Tilton, airline-industry watchers will recall, became boss at United in September 2002, coming to the airline from Chevron Texaco after a long career in the oil business. In December 2002, Tilton led United - which bled some $5 billion in losses since mid-2000 - into Chapter 11 banruptcy protection. There it languished for more than three years, finally emerging from the Chapter 11 cocoon in February 2006, having off-loaded employee pensions to the Pension Benefit Guarantee Corp. and squeezed remaining employees for salary and benefits cuts.
The result? A smaller, angrier workforce, one prone to taking out their bitterness on their customers. I well remember the sarcastic "mahalos'' (thank you) from a flight attendant on a trip to Hawaii and the general air of disgruntlement that United workers have shown the traveling public over the past few years. Their attitude - rooted in helpless anger at Tilton and other top managers - has turned the once-friendly skies downright hostile.
Since emerging from bankruptcy, United has lurched from one crisis to another under Tilton's stewardship. It launched and folded a discount carrier within a carrier, called Ted. It tried and failed to merge with US Airways. Now, it is trying to launch a marketing and revenue-sharing agreement with Continental Airlines, a plan that may help United but must first pass the scrutiny of anti-trust regulators in the Obama Administration.
United needs all the help it can get, especially if it can't work closely with other carriers or merge outright, which Tilton, rightly, has long wanted to do. "Consolidation is the answer'' to United's problems, Tilton told me when I interviewed him at Beijing Capital Airport, during a Star Alliance meeting in 2007. He may well be right, but if the political and business skills to close a deal aren't there, the point will be moot.
Even though the entire airline industry has been flying through turbulence this decade, United's financials are much worse than average. The carrier eked out a rare profit of $403 million in 2007, but lost a thumping $5.34 billion last year. The first quarter of this year has been more of the same: a loss of $579 million.
Late last month, UAL issued $175 million in fresh debt, on which it is paying sky-high 17 percent interest; the industry average is just a bit more than 8 percent interest, according to Bloomburg. Reports the New York Post: "UAL was planning to sell the debt at 12.75 percent interest, but was forced to sweeten things due to both a lack of investor interest and management desperation, said analyst Roger King, of CreditSights.''
I have met Tilton several times. He is affable in person, gives you a firm handsake, looks you in the eye. He is a bright man and was successful in business before going to United, but his policies have failed United's workers, its shareholders and its retirees. Indeed, retirees have simply been devastated.
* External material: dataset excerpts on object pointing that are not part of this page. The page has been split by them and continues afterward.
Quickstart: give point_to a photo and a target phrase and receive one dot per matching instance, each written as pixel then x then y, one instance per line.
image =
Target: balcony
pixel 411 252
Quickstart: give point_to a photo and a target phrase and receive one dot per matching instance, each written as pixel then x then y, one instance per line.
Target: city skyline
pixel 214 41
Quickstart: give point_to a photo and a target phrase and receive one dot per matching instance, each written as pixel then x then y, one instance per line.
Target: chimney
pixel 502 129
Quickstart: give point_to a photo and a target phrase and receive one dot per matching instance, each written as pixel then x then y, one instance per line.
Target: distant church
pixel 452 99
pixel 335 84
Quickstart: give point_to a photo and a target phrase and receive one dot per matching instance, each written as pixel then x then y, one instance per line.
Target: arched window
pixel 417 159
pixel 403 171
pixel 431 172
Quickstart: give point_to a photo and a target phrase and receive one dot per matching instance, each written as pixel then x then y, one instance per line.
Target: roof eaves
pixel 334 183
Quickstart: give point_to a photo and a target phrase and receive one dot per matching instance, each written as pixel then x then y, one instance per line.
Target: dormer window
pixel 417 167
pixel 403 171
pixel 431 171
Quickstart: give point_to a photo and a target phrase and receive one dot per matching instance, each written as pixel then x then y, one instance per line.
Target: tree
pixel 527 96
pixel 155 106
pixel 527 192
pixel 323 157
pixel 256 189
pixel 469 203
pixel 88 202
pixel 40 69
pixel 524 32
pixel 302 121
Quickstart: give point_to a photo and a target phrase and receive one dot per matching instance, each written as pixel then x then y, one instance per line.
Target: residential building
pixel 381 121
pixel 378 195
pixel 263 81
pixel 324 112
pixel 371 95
I saw this first-hand: I interviewed pensioners who took major hits when United shed its pensions while reorganizing in Chapter 11. One husband and wife I interviewed for the San Francisco Chronicle had both worked at United; their past and their future were tightly tied to the struggling airline. To say they were worried is to understate the facts.
It's time for Tilton to go. United's employees deserve a fresh start, its shareholders deserve to see some black ink and the millions of travelers who fly on United deserve a better airline.